1

I'm having to use SparkR for some portion of a project, I typically use scala. I'm writing out a file using the following code

# Let's set the scipen
options(scipen=999)  
# create a spark dataframe and write out
sdf <- SparkR::as.DataFrame(df)   
SparkR::head(sdf) # all looks good
SparkR::write.json(sdf, path=somePath, mode="append") # does not look good

However, when I go to view the written out output one of my vars, timestamp in this case, is written out using scientific notation, e.g. 1.4262E12. When I would rather have it long, e.g. 1426256000000. I can't for some reason figure out why write.json is writing the file out this way. Before writing the file out I view my spark data frame and see timestamp written out long. Can anyone help/advise to work around this problem?

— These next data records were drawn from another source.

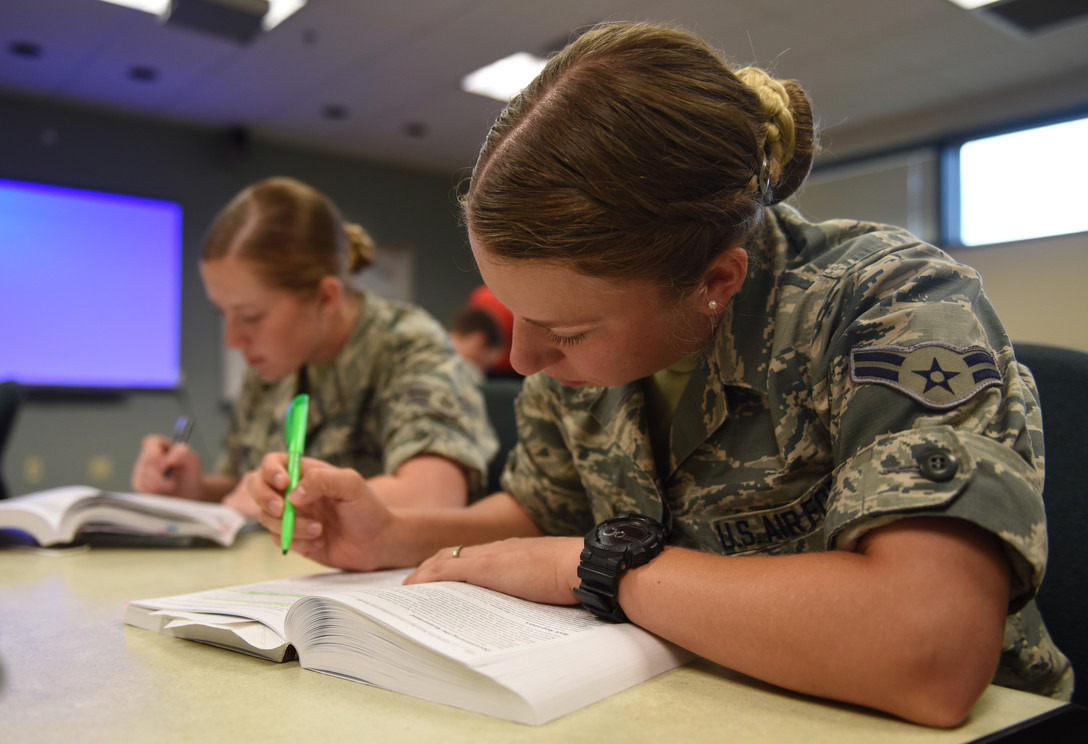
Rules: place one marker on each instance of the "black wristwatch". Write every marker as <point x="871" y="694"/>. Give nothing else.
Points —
<point x="625" y="541"/>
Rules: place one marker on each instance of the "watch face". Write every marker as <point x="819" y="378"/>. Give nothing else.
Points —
<point x="621" y="531"/>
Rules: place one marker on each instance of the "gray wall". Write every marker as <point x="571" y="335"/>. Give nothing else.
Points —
<point x="63" y="441"/>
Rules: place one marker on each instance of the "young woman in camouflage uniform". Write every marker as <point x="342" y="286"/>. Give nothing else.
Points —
<point x="827" y="418"/>
<point x="388" y="396"/>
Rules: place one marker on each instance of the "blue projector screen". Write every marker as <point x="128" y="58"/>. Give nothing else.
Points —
<point x="89" y="288"/>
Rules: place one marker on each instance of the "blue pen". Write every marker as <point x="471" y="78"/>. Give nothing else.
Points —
<point x="295" y="425"/>
<point x="182" y="430"/>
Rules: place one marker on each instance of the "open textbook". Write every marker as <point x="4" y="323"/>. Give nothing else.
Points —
<point x="84" y="513"/>
<point x="447" y="642"/>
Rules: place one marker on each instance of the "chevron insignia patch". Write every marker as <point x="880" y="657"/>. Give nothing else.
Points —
<point x="936" y="374"/>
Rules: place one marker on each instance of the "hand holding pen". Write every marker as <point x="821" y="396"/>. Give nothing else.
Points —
<point x="168" y="467"/>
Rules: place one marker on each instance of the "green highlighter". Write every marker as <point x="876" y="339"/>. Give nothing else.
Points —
<point x="296" y="443"/>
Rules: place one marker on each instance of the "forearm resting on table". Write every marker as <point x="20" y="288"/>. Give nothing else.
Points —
<point x="423" y="481"/>
<point x="911" y="623"/>
<point x="422" y="532"/>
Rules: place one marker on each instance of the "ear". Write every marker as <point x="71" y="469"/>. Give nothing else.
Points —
<point x="724" y="279"/>
<point x="330" y="294"/>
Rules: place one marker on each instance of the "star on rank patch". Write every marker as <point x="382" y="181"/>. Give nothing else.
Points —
<point x="936" y="374"/>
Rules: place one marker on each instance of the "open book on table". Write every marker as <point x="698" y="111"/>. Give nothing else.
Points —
<point x="84" y="513"/>
<point x="447" y="642"/>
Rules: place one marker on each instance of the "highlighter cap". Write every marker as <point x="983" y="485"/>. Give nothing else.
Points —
<point x="295" y="424"/>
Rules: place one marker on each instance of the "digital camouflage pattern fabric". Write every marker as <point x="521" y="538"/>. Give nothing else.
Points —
<point x="397" y="389"/>
<point x="860" y="376"/>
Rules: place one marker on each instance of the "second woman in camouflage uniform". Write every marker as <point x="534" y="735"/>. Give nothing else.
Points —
<point x="388" y="396"/>
<point x="828" y="418"/>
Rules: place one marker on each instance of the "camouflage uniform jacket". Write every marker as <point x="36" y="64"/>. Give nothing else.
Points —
<point x="858" y="376"/>
<point x="395" y="391"/>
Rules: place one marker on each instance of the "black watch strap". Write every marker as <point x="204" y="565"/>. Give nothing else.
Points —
<point x="597" y="591"/>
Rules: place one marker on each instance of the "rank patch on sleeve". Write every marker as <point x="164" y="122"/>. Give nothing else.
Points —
<point x="936" y="374"/>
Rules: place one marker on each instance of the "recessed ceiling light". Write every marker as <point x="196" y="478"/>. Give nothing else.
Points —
<point x="28" y="49"/>
<point x="279" y="10"/>
<point x="972" y="4"/>
<point x="505" y="78"/>
<point x="335" y="112"/>
<point x="143" y="73"/>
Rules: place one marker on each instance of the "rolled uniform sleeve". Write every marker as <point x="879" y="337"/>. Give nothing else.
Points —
<point x="929" y="411"/>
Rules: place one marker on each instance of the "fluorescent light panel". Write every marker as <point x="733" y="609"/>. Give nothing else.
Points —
<point x="972" y="4"/>
<point x="279" y="10"/>
<point x="504" y="78"/>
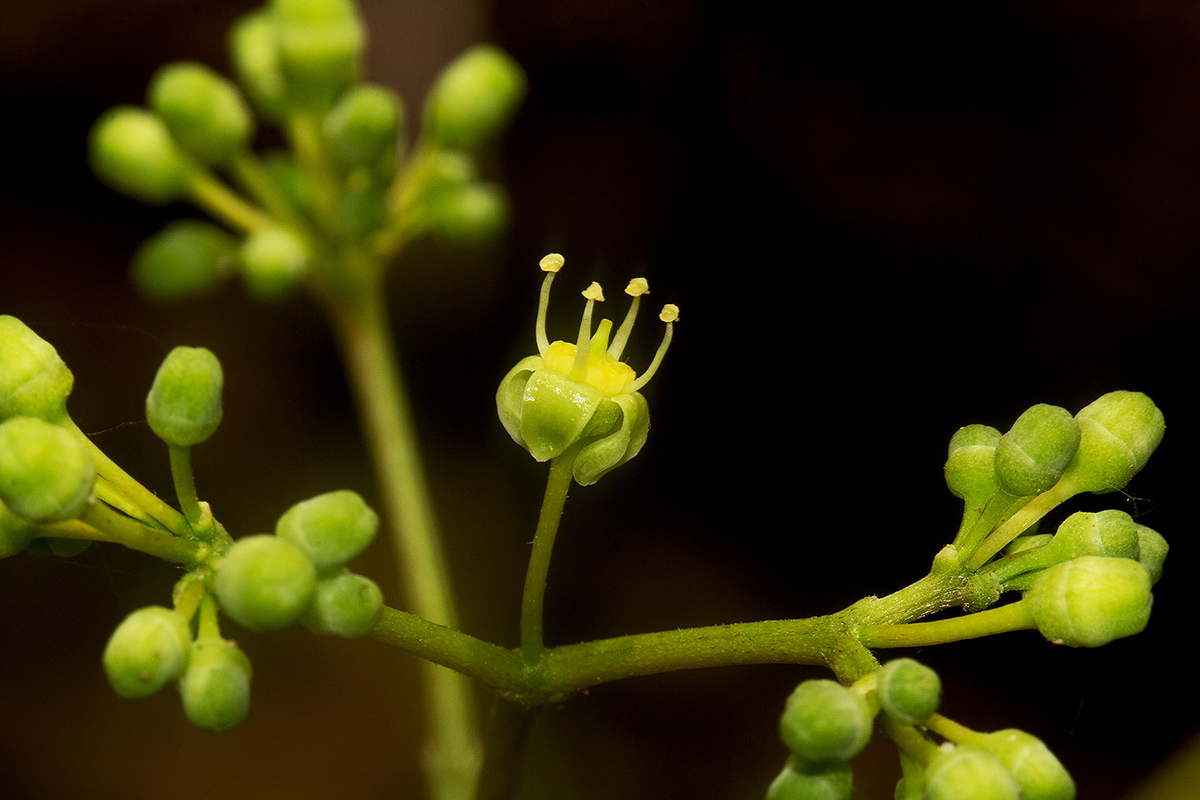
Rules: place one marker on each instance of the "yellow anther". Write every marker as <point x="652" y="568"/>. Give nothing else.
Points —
<point x="637" y="287"/>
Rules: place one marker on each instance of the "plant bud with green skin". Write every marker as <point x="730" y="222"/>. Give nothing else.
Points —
<point x="797" y="782"/>
<point x="825" y="721"/>
<point x="1119" y="433"/>
<point x="216" y="684"/>
<point x="971" y="464"/>
<point x="16" y="531"/>
<point x="1032" y="456"/>
<point x="184" y="404"/>
<point x="969" y="773"/>
<point x="185" y="259"/>
<point x="132" y="151"/>
<point x="330" y="528"/>
<point x="472" y="216"/>
<point x="345" y="605"/>
<point x="274" y="262"/>
<point x="1091" y="601"/>
<point x="34" y="380"/>
<point x="474" y="97"/>
<point x="321" y="47"/>
<point x="147" y="651"/>
<point x="581" y="395"/>
<point x="265" y="583"/>
<point x="1037" y="771"/>
<point x="364" y="126"/>
<point x="1151" y="552"/>
<point x="204" y="113"/>
<point x="907" y="691"/>
<point x="255" y="52"/>
<point x="46" y="474"/>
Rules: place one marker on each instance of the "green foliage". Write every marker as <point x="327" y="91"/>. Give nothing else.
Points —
<point x="1092" y="600"/>
<point x="216" y="685"/>
<point x="265" y="583"/>
<point x="330" y="528"/>
<point x="184" y="404"/>
<point x="825" y="721"/>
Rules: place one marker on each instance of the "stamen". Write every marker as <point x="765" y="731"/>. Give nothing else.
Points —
<point x="550" y="264"/>
<point x="636" y="288"/>
<point x="580" y="367"/>
<point x="670" y="316"/>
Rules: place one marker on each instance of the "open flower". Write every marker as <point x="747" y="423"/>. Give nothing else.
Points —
<point x="582" y="394"/>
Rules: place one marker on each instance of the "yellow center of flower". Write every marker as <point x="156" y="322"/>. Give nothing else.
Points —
<point x="604" y="372"/>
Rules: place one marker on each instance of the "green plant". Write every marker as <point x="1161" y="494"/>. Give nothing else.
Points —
<point x="568" y="405"/>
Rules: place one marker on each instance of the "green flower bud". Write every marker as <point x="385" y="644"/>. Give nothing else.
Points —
<point x="1027" y="542"/>
<point x="1037" y="771"/>
<point x="474" y="97"/>
<point x="971" y="773"/>
<point x="364" y="206"/>
<point x="1119" y="433"/>
<point x="321" y="47"/>
<point x="274" y="262"/>
<point x="472" y="216"/>
<point x="907" y="691"/>
<point x="364" y="127"/>
<point x="345" y="605"/>
<point x="255" y="52"/>
<point x="971" y="464"/>
<point x="1032" y="456"/>
<point x="1091" y="601"/>
<point x="46" y="474"/>
<point x="581" y="395"/>
<point x="147" y="651"/>
<point x="16" y="531"/>
<point x="1151" y="552"/>
<point x="132" y="151"/>
<point x="264" y="582"/>
<point x="34" y="380"/>
<point x="330" y="528"/>
<point x="827" y="782"/>
<point x="184" y="404"/>
<point x="216" y="685"/>
<point x="204" y="113"/>
<point x="292" y="180"/>
<point x="185" y="259"/>
<point x="825" y="721"/>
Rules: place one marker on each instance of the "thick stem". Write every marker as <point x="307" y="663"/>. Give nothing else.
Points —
<point x="552" y="503"/>
<point x="363" y="331"/>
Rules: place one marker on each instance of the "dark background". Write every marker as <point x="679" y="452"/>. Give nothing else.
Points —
<point x="880" y="223"/>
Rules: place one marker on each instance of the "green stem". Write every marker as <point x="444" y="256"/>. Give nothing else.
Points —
<point x="1013" y="617"/>
<point x="1019" y="522"/>
<point x="361" y="326"/>
<point x="139" y="495"/>
<point x="103" y="523"/>
<point x="557" y="483"/>
<point x="185" y="483"/>
<point x="227" y="205"/>
<point x="507" y="733"/>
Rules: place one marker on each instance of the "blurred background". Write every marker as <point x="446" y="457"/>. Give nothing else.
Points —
<point x="881" y="224"/>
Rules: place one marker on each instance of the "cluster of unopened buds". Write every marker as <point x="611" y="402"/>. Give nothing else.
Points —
<point x="59" y="492"/>
<point x="580" y="400"/>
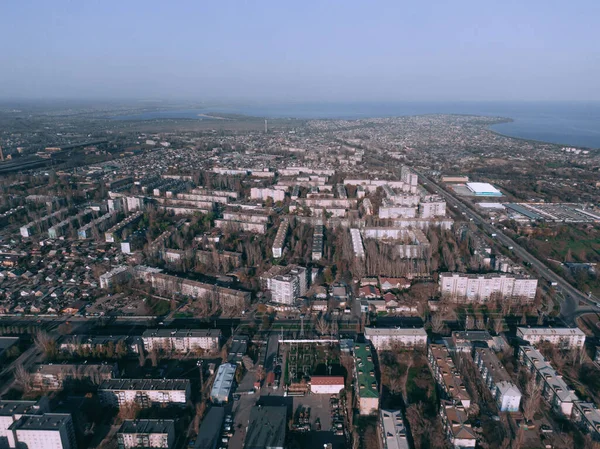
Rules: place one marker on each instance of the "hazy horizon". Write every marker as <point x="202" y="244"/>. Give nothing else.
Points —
<point x="279" y="52"/>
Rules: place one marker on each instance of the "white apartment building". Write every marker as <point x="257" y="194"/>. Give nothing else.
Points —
<point x="279" y="241"/>
<point x="357" y="245"/>
<point x="286" y="284"/>
<point x="497" y="379"/>
<point x="262" y="194"/>
<point x="563" y="337"/>
<point x="146" y="433"/>
<point x="144" y="392"/>
<point x="11" y="411"/>
<point x="385" y="339"/>
<point x="393" y="431"/>
<point x="555" y="390"/>
<point x="474" y="287"/>
<point x="182" y="340"/>
<point x="47" y="431"/>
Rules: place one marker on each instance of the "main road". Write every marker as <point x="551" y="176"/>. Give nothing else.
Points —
<point x="570" y="306"/>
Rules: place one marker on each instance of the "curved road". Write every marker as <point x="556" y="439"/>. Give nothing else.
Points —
<point x="570" y="308"/>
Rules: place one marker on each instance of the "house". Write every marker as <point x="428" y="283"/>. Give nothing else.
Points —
<point x="369" y="292"/>
<point x="393" y="283"/>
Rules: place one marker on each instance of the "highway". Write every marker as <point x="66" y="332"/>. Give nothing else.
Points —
<point x="569" y="308"/>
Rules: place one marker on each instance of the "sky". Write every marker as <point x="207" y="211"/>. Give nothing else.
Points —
<point x="328" y="50"/>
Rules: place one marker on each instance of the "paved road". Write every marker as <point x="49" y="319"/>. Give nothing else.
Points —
<point x="569" y="308"/>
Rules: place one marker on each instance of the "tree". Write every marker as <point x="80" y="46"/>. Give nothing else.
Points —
<point x="322" y="326"/>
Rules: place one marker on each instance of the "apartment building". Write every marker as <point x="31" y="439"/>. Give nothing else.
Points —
<point x="365" y="382"/>
<point x="59" y="376"/>
<point x="564" y="337"/>
<point x="47" y="431"/>
<point x="144" y="392"/>
<point x="286" y="284"/>
<point x="386" y="339"/>
<point x="446" y="375"/>
<point x="454" y="420"/>
<point x="146" y="433"/>
<point x="587" y="417"/>
<point x="554" y="389"/>
<point x="392" y="430"/>
<point x="279" y="242"/>
<point x="475" y="287"/>
<point x="497" y="379"/>
<point x="182" y="340"/>
<point x="357" y="244"/>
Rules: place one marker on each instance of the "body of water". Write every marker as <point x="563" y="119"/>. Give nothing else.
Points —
<point x="575" y="124"/>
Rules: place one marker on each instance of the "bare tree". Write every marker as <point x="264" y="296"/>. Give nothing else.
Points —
<point x="23" y="378"/>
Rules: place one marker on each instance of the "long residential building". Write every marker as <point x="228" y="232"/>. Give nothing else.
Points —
<point x="279" y="242"/>
<point x="47" y="431"/>
<point x="146" y="433"/>
<point x="497" y="379"/>
<point x="182" y="340"/>
<point x="223" y="384"/>
<point x="554" y="389"/>
<point x="393" y="431"/>
<point x="482" y="287"/>
<point x="365" y="382"/>
<point x="564" y="337"/>
<point x="60" y="375"/>
<point x="446" y="375"/>
<point x="386" y="339"/>
<point x="226" y="297"/>
<point x="145" y="392"/>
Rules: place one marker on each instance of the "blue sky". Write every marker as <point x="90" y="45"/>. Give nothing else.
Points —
<point x="301" y="50"/>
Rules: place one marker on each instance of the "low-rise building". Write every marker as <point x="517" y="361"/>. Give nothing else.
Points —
<point x="458" y="430"/>
<point x="182" y="340"/>
<point x="393" y="431"/>
<point x="446" y="375"/>
<point x="587" y="417"/>
<point x="47" y="431"/>
<point x="58" y="376"/>
<point x="223" y="384"/>
<point x="365" y="383"/>
<point x="146" y="433"/>
<point x="497" y="379"/>
<point x="386" y="339"/>
<point x="563" y="337"/>
<point x="482" y="287"/>
<point x="145" y="392"/>
<point x="326" y="384"/>
<point x="554" y="389"/>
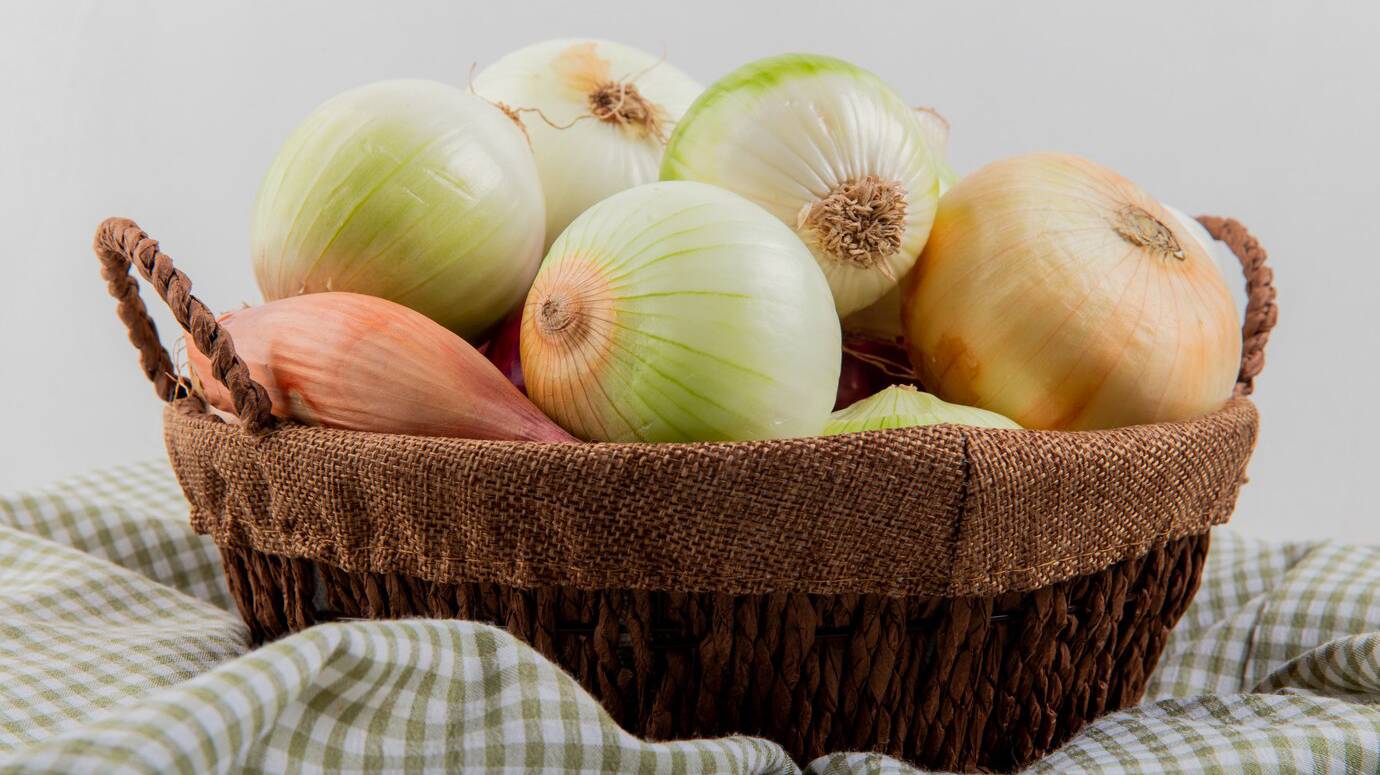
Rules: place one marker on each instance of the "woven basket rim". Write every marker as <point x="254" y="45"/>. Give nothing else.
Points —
<point x="919" y="433"/>
<point x="980" y="512"/>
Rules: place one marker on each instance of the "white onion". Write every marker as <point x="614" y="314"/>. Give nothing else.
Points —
<point x="613" y="108"/>
<point x="828" y="149"/>
<point x="1221" y="255"/>
<point x="409" y="190"/>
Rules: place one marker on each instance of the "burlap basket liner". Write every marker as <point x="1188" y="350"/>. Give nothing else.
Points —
<point x="943" y="510"/>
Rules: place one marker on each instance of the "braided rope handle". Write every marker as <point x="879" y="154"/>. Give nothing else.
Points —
<point x="1262" y="312"/>
<point x="120" y="243"/>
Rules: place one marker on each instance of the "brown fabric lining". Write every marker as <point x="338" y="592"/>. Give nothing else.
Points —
<point x="943" y="510"/>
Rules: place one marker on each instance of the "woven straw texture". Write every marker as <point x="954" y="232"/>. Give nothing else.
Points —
<point x="961" y="597"/>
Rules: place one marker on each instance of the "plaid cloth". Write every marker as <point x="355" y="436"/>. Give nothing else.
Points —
<point x="117" y="655"/>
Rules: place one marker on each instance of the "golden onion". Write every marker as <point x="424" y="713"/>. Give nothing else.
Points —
<point x="1059" y="294"/>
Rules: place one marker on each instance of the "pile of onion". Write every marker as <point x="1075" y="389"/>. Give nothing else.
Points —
<point x="1059" y="294"/>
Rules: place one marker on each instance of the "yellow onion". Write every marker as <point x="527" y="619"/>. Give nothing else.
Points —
<point x="681" y="312"/>
<point x="1059" y="294"/>
<point x="362" y="363"/>
<point x="903" y="406"/>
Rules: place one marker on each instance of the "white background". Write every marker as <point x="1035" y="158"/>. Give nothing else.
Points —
<point x="169" y="113"/>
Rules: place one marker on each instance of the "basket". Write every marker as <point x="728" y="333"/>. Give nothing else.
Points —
<point x="1020" y="584"/>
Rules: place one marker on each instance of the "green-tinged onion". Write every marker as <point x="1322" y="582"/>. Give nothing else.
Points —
<point x="410" y="190"/>
<point x="681" y="312"/>
<point x="598" y="115"/>
<point x="901" y="406"/>
<point x="830" y="151"/>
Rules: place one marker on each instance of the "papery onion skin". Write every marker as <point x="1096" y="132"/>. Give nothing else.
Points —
<point x="585" y="157"/>
<point x="1226" y="261"/>
<point x="503" y="350"/>
<point x="1059" y="294"/>
<point x="681" y="312"/>
<point x="901" y="406"/>
<point x="409" y="190"/>
<point x="362" y="363"/>
<point x="882" y="319"/>
<point x="803" y="135"/>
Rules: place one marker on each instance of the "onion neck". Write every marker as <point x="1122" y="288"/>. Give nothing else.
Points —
<point x="859" y="222"/>
<point x="623" y="105"/>
<point x="572" y="309"/>
<point x="1141" y="229"/>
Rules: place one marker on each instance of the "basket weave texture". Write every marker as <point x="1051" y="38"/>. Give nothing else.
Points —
<point x="961" y="597"/>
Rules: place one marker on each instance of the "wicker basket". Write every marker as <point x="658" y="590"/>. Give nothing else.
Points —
<point x="1019" y="584"/>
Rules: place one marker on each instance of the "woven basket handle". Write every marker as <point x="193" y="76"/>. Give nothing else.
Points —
<point x="119" y="243"/>
<point x="1262" y="310"/>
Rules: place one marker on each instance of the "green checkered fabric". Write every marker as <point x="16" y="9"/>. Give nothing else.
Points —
<point x="119" y="654"/>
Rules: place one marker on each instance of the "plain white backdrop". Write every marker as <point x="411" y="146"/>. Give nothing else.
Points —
<point x="169" y="113"/>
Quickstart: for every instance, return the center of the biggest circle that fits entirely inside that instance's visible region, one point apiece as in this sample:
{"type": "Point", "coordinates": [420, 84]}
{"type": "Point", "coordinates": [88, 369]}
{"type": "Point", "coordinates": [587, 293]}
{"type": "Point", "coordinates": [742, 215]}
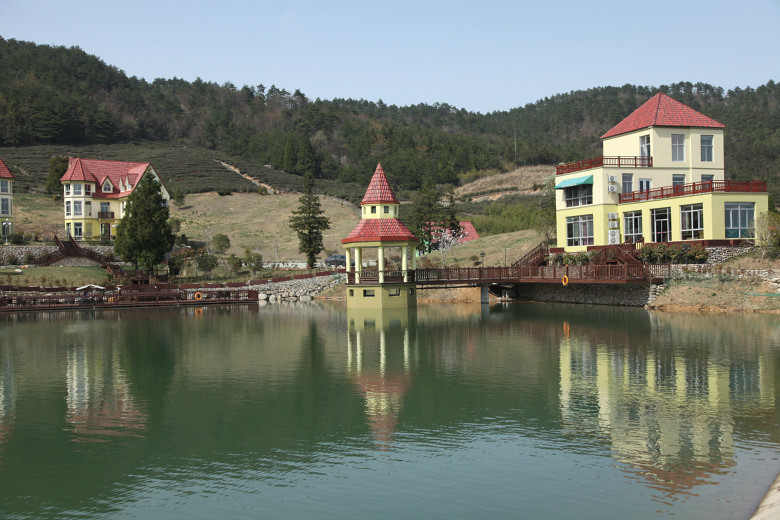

Here is an example of the schema, must be kept this way:

root
 |-- price: integer (nullable = true)
 |-- timestamp: double (nullable = true)
fletchr
  • 646
  • 2
  • 8
  • 25
  • 1
    This may help https://stackoverflow.com/questions/40206592/how-to-turn-off-scientific-notation-in-pyspark – David May 17 '18 at 17:55
  • 1
    You could also try casting the timestamp to a `long` before writing it out. – nate May 17 '18 at 18:01
  • Okay, long worked! sdf$timestamp<-SparkR::cast(sdf$timestamp, "long") Thankyou @nate – fletchr May 17 '18 at 18:07

1 Answers1

1

Thank you to @nate, this solved my problem and it works with the Schema I have to use anyways:

sdf$timestamp <- SparkR::cast(sdf$timestamp, "long")
fletchr
  • 646
  • 2
  • 8
  • 25